Melrose: F Thomson; A Lockington, G Taylor, C Jackson, R McCann; J Baggott, M McAndrew; G Shiels, R Anderson, N Beavon, J Head, A Runciman, I Moody, G Runciman, A Miller. Subs: R Ferguson, D Elkington, R McLeod, R Knott, B Colvine, G Wood, P Anderson.
Watsonians: A Chalmers; M Bertram, M Allen, D Innes, E Miller; R Hutton, A Harris; N Fraser, S Crombie, N Borel, E Dods, C Borthwick, J Miller, G Nelson, M Fedo. Subs: D Miller, F Hobbis, K Whyte, A O’Neill, W Thomson, E Fox, R Steele.
Melrose: Tries: Anderson, McCann 3, Thomson; Cons: Jackson 3; Pen: Jackson 2
Watsonians: Try: Miller; Pen: Harris
Scoring sequence (Melrose first): 3-0; 8-0; 10-0; 15-0; 17-0; 17-3 (h-t) 22-3; 22-8; 25-8; 30-8; 32-8; 37-8
Yellow cards –
Man-of-the-Match: What an engine this Melrose team has, with the back five of the scrum providing so much of the horsepower, and James Head set the tone with a thunderous performance.

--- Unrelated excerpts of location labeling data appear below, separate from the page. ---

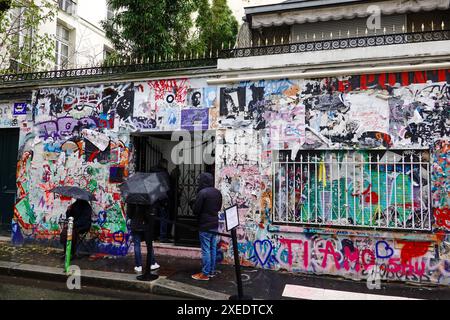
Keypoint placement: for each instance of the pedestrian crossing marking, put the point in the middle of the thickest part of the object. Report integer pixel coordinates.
(310, 293)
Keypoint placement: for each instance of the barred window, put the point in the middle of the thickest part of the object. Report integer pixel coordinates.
(366, 189)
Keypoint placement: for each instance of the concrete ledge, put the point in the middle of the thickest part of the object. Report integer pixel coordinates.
(112, 280)
(173, 288)
(163, 249)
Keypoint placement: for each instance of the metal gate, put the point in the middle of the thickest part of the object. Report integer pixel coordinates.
(186, 193)
(9, 140)
(184, 180)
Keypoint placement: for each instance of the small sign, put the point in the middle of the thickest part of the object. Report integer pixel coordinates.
(20, 109)
(232, 217)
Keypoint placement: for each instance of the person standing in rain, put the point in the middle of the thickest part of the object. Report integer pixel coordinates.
(138, 226)
(162, 206)
(207, 206)
(81, 211)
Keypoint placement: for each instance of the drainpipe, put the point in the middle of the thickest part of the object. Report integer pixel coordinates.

Talking point: Melrose have been in the play-offs in each of the three years since this format was introduced (as semi-finalists in 2016 and finalists in 2015 and 2017), so they know all about the anguish of falling just short. Can they consign the pain of those defeats to the dustbin of history when they take on Ayr at the Greenyards (just as they did last year) in the 2018 Grand Final on 7th April?